After trying regression models on individual feeding events, I realized that predicting each point in isolation was noisy and unstable. Instead, I turned to binned data by aggregating bottle amounts into daily totals. This smoothed out random fluctuations and gave a clearer signal to model.
The basic tool I chose was Auto Regression Integrated Moving Average (ARIMA).

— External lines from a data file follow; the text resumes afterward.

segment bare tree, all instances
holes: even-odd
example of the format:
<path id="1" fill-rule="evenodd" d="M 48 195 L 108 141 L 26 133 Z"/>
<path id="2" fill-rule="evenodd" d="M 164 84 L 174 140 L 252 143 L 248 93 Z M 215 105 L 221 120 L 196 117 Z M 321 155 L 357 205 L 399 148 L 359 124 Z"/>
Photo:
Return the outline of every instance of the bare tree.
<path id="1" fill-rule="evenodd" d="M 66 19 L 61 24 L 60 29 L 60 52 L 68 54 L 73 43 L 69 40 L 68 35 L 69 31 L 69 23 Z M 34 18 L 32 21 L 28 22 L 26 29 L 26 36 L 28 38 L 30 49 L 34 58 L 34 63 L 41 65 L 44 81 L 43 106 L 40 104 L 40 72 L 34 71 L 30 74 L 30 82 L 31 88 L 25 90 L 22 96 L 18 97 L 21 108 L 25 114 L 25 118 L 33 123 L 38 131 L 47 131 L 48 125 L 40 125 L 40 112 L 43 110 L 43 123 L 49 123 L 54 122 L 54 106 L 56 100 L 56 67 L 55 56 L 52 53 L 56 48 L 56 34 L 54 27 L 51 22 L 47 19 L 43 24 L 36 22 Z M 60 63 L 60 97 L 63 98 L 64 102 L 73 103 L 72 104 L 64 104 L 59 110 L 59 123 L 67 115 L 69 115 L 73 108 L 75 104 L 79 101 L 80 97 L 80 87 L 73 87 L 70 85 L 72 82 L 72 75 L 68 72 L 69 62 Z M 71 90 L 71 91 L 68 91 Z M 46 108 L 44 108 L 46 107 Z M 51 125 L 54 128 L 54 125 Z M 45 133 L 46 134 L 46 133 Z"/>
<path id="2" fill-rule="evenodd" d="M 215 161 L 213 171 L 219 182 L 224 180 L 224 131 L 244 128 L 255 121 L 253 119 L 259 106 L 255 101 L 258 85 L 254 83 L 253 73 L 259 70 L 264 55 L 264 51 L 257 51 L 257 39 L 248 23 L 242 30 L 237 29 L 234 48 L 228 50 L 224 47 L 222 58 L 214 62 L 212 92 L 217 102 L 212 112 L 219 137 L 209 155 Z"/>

Since the feeding data clearly has a long-term growth trend, I set the integration parameter I = 1. This tells the model to difference the series once, removing the overall drift so it can better capture short-term dynamics.
To decide how many coefficients to include, I used ACF (Autocorrelation Function) and PACF (Partial Autocorrelation Function) analysis. These plots reveal the “peaks” in the regression power spectrum, which guide the choice of autoregressive (AR) and moving average (MA) terms. Based on the diagnostics, I tested models up to second-order autoregression with a two-day moving average.
I experimented with several configurations, including ARIMA(2,1,1) and related variations. Model performance was measured with Root Mean Squared Error (RMSE) and Mean Absolute Deviation (MAD). Most importantly, I inspected the residuals as another time series: a good ARIMA model should leave behind only random noise.
Next, I extended the analysis with SARIMA (Seasonal ARIMA). I tested seasonality of 7 days (weekly) and 30 days (monthly). However, neither performed well. The problem is that feeding patterns don’t follow simple calendar cycles. Instead, they show developmental growth spurts at irregular intervals: around 10 days, 3 weeks, 6 weeks, 3 months, 6 months, and beyond. These bursts aren’t well captured by fixed seasonal models.
I could keep trying several version of the model orders. To automate the search, I tried autoARIMA, which scans through parameter combinations and returns the best model by information criteria. The results often converged on odd specifications like ARIMA(1,1,1)(1,1,1) or ARIMA(1,1,1)(1,1,0) (where are the second order parameters I expected?), which hinted that the data didn’t match clean seasonal cycles.
In the end, I stuck with the most stable model and generated 14-day forecasts. The predictions worked well for the earlier parts of the dataset but deteriorated in recent periods. This may be due to small sample sizes or noisy data, or from occasional logging mistakes or “weird days” where the baby deviated from routine.
A likely next step is to combine strategies. Feeding is both a time series problem and an event prediction problem. My plan is to explore survival analysis, where I form a framework that could merge (S)ARIMA forecasts of daily totals with survival predictions of the time to next bottle. Together, this blended approach might finally capture both the long-term rhythms and the short-term intervals that matter most in daily care.